ALTON — Three organizations joined forces Monday to honor the legacy of Dr. Martin Luther King.
The Madison County graduate chapter of Alpha Kappa Alpha, along with the Simmons Hanly Conroy law firm and the Alton Housing Authority, combined efforts to hold an event for middle and high school students to keep King’s dream alive.
Simmons Hanly Conroy attorney and Alpha Kappa Alpha member Jennifer Hightower was the chief organizer and co-coordinator for the event, which welcomed more than 60 students to the Simmons auditorium in Alton. The program was designed to engage the students in interactive sessions developed to highlight King’s continued dream of equality for all of mankind.
The group split into teams and played trivia about King’s life to earn gems, discussed following their dreams and wrote them on clouds that will be on display. They became symbolic kings and queens not only to spread the message of equality, but to be an example to others.

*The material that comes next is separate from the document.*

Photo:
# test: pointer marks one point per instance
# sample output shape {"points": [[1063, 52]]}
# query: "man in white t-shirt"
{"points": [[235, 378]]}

“The purpose today is to reach out to young men and women to keep the legacy of Dr. King in their minds,” Hightower said. “Teaching these students about his life and keeping his message in their memory will help them see themselves and others as an equal human being. To wear the crowns and earn gems, that will remind them that they are kings and queens of Dr. Martin Luther King’s dreams.”

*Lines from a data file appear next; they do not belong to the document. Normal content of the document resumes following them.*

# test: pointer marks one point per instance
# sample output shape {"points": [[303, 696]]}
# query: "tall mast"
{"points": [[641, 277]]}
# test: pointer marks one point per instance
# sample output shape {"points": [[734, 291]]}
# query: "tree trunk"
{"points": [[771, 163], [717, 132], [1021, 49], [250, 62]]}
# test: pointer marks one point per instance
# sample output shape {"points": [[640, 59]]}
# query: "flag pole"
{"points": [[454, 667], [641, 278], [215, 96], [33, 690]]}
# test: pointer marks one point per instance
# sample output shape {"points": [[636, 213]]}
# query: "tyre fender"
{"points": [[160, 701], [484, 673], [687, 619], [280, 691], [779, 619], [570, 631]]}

In attendance was Rena Cheeseboro, the Alpha Kappa Alpha president of the Upsilon Phi Omega chapter of Edwardsville. She welcomed and addressed the students as they entered the Simmons auditorium. Her message was about life’s blueprint.
“Your life’s blueprint is the impact you make in your lifetime,” Cheeseboro said. “Your own dignity, your worth and not allowing anyone to make you feel uncounted. Dr. King spoke of your life’s blueprint and your basic principle of determination. Whatever you choose to do with your life, do it while striving for excellence.”
Lisa Brown of the Alton Housing Authority was a co-coordinator of the event. She was thrilled to see the children speak openly of their dreams and the goals they had set for themselves. Brown also shared her opinion on what she thought Dr. King would think of the world today.
“I think he’d be pleased, but he would feel there is still work to do,” Brown said. “There have been many improvements, but acceptance and equality has no bounds. Not just the differences between black and white or Mexican, but differences and distances in the equality in men and women that we still encounter today.”
The event organizers said it was important for the children to write their dreams, goals and aspirations on clouds to share with the community. The clouds will be on display in local businesses, such as AdVantage News, and also in the community centers at the Alton Housing Authority.
“It’s one thing to think about a dream quietly to yourself,” Brown said. “It’s another thing to write it down, put it in print, to see it. To put your dreams in writing is the first step toward them. The most important thing is to find out what it takes to reach your dreams and to take those steps.”
Simmons Hanly Conroy Law firm provided lunch in partnership with Donna Humphrey, the owner of the Subway franchise restaurant on Broadway in Alton. Sandwiches, chips and drinks were provided for each student in a box-style lunch. The children ate their lunch while talking about the dreams they wrote on their clouds.
“I want to be a lawyer or maybe serve in the military,” said Arriana of Alton.
“I want to be a player in the NBA and beat LeBron James in a dunk contest,” said Taron, age 10.
“I want to learn how to play football,” said Jayson of Alton.
Several students wanted to attend college to study law, join a branch of military or even become a marine engineer. They know that, thanks to the message spread by King more than 45 years ago, they can be whatever they want to be.